ATC MONITORS AND A DESIGNS IN THE RING WITH CREED

Chris_Fogel

LAS VEGAS, NEVADA – MARCH 2016: Creed is the seventh installment in the Rocky series and by all measures stands as one of its best. It’s been a knockout in the box office, and critics are raving about the movie’s refreshing exploration of new territory – while remaining true to the series’ roots. Indeed, Sylvester Stallone was nominated for Best Supporting Actor for his reprised role as Rocky Balboa, his first Academy Award nomination since he was nominated for Best Actor and Best Original Screenplay for the original Rocky. Swedish composer Ludwig Göransson wrote the musical score for Creed and veteran audio engineer Chris Fogel recorded and mixed it. Although Fogel brings a well-curated and diverse set of professional audio engineering tools to bear on everything he works on, his reliance on the TransAudio Group-distributed ATC SCM25A Pro near-field monitors and A-Designs Pacifica mic preamps and A-Designs Reddi DI is notable and exemplified by Creed’s astounding recording.

Göransson composed Creed’s score on ATC SCM25A Pro monitors, which dovetailed nicely with Fogel’s use of ATC monitors. Without question, Fogel made sure ATCs were present at every session. “ATC’s reliable clarity, spatial imaging, and clean, extensive high-end are remarkable,” he said. “When I listen on any other monitor and then come back to the ATCs, it’s like someone took a blanket off of things. A cloud lifts, and the ATCs reveal everything. That makes me work harder, but in a good way because I know it means I’m actually getting everything right. And once it’s right on the ATCs, it translates to every other loudspeaker.” Fogel asserts that ATCs are becoming the monitoring standard in the world of audio for film, and whether a studio has ATCs is one of his first questions. “If they have ATCs, great, I know anything I do on them will be correct; otherwise I know I have to bring my own,” he said. Between his Glendale, California-based Hyperion Sound and the composers of ELBO Studios, Fogel and his associates have three pairs of ATC SCM25A Pros in constant use.

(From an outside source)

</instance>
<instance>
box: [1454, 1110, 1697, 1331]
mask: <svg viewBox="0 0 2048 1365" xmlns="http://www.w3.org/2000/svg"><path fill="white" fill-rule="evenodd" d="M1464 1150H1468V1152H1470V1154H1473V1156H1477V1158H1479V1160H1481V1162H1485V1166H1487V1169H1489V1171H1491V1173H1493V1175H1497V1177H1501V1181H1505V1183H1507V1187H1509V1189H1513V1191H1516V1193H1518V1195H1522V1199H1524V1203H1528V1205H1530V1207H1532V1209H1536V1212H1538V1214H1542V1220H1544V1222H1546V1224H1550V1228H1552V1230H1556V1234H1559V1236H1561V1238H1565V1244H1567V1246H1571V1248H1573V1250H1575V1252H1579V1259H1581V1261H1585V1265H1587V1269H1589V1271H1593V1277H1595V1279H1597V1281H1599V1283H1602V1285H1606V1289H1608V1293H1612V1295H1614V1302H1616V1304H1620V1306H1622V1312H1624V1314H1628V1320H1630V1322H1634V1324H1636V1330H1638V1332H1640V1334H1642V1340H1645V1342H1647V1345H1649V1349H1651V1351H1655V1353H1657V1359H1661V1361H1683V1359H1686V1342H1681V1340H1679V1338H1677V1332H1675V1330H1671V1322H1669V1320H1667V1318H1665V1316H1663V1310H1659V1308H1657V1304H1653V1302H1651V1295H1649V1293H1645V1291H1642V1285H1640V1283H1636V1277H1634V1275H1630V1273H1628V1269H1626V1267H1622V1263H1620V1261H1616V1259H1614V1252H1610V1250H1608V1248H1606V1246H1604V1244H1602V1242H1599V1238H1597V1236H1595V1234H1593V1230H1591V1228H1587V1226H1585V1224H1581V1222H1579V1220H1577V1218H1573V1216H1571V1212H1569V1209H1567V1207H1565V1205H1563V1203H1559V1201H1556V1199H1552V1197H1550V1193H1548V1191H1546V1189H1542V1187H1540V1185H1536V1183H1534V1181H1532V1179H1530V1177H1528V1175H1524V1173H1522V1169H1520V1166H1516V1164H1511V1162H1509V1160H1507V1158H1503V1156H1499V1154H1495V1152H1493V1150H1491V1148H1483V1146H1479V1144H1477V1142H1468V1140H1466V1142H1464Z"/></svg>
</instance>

After years in the trenches, mic’ing orchestral instruments this way and that, Fogel finds that his recordings work best when he lets the orchestra do its job. Although he is careful to include necessary spot mics, most of the sound that makes it to the final mix is coming from room mics on the entire orchestra or on individual sections. Given the fact that relatively few mics comprise the lion’s share of the sound, the mic selection and signal path is critical. For Creed, Fogel used two 2-channel A-Designs Pacifica mic preamps for the percussion section and part of the brass section (which are, incidentally, the best brass recordings he’s ever made by his own judgment!). “The A-Designs Pacifica is a unique beast, and it would be one of my ‘desert island’ picks if I could only have a few pieces of gear,” he said. “The Pacifica is excellent on instruments with a lot of attack, and it really gets the meat of an instrument.”

Although Fogel calls on the Pacifica preamps when he’s mic’ing a bass instrument, he used the A-Designs Reddi DI for the orchestral basses and for electric basses in the non-orchestral sessions for Creed. “Last year, we did a DI shootout with the amazing and popular LA-session bassist Michael Valerio,” he said. “We had a half-dozen of the most respected DIs in the industry. We worked with acoustic bass, which is one of the toughest things to get right in a DI. With everything else, we could clearly hear that the top end was being pinched or folded in – and that effect ranged from horrible to acceptable in the different DIs. But the A-Designs Reddi destroyed them all. It wasn’t subtle at all. The Reddi’s top end was open and clean; nothing else could hold a candle to it! Of course, the Reddi shined on Creed.”